Everyone cries when the onion is peeled. However, get some air in and you get to see clearly again.
Death of beloved friend: My friend was battling cancer for four years. He did everything, down to alternative methods. During his last few weeks he remained optimistic. Sitting up and having a nibble of a cracker and a sip of tea was a triumph. I think everyone knows when they’re about to die — like dogs who hide in corners waiting for their time to come. My best friend Joel, who passed a few years ago, definitely did. So my friend started asking me for stories on crossing over and what happens. We gave him the book The Last Lecture. I think he never really got to finish it,.
A week before he died he asked me why I was being so hard on myself, constantly punishing myself for random things. I told him I just wanted to lead a good life. He told me I was wasting it. Who better to tell me this than my friend who was fighting for his?
It was then I decided to just do it. Invest in life. Money is about freedom, not personal value. Thus I’m broke, but extremely rich in life.
Depression: This was not some Elizabeth Wurtzel kind of cryfest. Everyone has that “down” moment. It was more like Greece: an inevitable collapse and catastrophe.
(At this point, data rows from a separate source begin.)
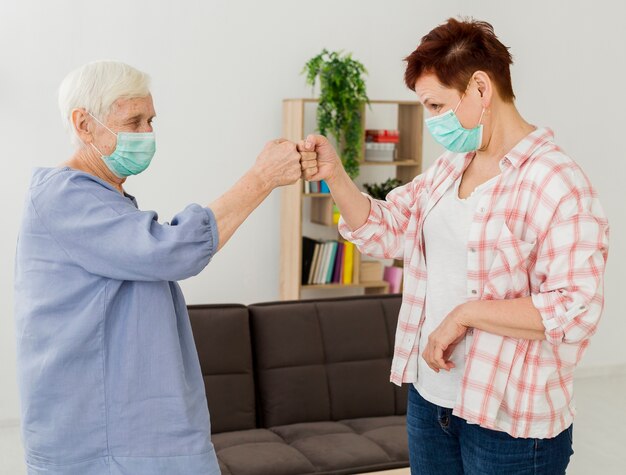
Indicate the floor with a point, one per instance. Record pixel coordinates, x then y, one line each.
599 431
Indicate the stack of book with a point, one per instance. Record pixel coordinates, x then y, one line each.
327 262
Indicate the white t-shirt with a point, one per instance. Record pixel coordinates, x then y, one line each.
446 231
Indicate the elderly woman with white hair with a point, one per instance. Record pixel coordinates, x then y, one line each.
109 377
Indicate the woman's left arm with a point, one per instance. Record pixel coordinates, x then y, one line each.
569 268
515 318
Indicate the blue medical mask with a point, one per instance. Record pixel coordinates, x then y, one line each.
133 152
448 131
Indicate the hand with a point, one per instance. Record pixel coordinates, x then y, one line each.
443 340
279 164
328 162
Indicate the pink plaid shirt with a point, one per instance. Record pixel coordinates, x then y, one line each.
539 231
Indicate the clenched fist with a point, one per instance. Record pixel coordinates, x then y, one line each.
279 163
326 165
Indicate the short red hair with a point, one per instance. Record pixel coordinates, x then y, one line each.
455 50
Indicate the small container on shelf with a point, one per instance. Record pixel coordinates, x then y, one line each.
380 151
371 271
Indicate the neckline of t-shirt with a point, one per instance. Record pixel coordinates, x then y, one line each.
479 189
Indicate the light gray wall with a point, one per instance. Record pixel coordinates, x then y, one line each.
220 71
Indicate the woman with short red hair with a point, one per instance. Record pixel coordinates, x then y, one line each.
504 244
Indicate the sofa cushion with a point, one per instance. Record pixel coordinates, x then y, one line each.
258 452
389 433
349 446
329 359
222 337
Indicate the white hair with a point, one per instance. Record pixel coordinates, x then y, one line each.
96 86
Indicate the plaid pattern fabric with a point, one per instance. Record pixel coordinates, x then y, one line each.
539 231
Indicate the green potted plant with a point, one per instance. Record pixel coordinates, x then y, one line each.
380 190
341 102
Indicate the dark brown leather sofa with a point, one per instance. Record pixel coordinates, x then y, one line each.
303 387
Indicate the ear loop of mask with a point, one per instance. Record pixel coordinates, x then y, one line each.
91 143
459 103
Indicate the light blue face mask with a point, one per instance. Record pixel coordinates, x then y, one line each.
133 152
448 131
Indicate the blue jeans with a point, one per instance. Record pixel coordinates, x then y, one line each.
441 443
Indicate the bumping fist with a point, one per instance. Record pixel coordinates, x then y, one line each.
325 165
279 163
308 163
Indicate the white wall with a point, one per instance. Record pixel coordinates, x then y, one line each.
220 70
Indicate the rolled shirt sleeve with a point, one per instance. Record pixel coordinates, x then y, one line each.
103 231
570 267
383 234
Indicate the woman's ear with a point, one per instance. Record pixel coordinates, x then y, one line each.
81 123
484 86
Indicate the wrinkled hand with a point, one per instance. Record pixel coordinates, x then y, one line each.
279 163
328 163
443 340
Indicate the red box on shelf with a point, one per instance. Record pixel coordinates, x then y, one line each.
382 136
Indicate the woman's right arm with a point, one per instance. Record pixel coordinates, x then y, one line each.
377 227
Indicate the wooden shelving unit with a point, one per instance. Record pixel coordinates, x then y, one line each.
407 165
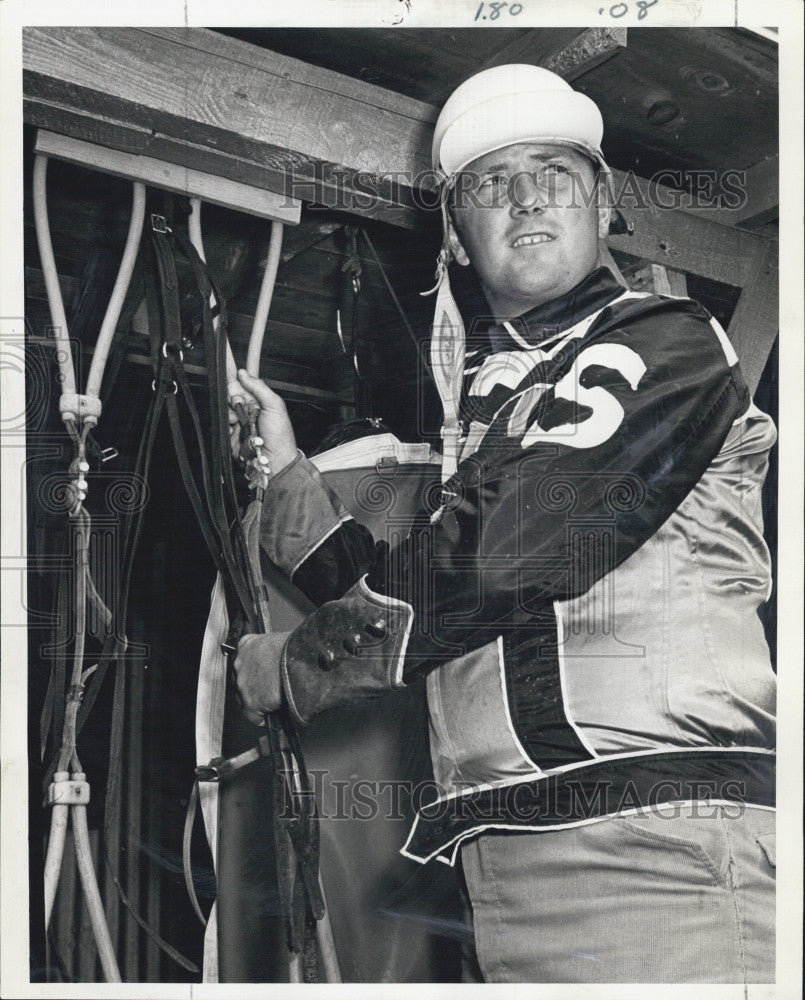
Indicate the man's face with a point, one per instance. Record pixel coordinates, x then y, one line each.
526 218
I literally stayed in my house for two months.
I learned to bark just because my dogs were my only companions.
I learned to accept it’s okay to be sad. It’s okay to be overwhelmed. I took a break from work and allowed myself to rearrange my house every day like a crazy woman. I was blessed to have been able to take the time off to do this. I cried and sometimes I would stay in my room swathed in blackout curtains for days which scared Joy, my nanny. It was very Grey Gardens.
Celine Noir: who would have thought? This happens and we shouldn’t be ashamed when it does. But then you snap out of it. Go somewhere or do something that has nothing to do with your past.
Thus: Go For It!
I have a different life now. I have since stopped spending hard-earned cash on hard-skinned clutches. I take life improvement classes. I look forward to doing my laundry. Seriously, it’s my new thing: I even have a detergent cocktail. I’m a homebody but certainly not a hermit.
I’m happy.
When life sucks, know it will always pass. Then you get a hot guy and kick a shopping problem all at once.
I promise it does happen. We all have our fairy tales to fulfill.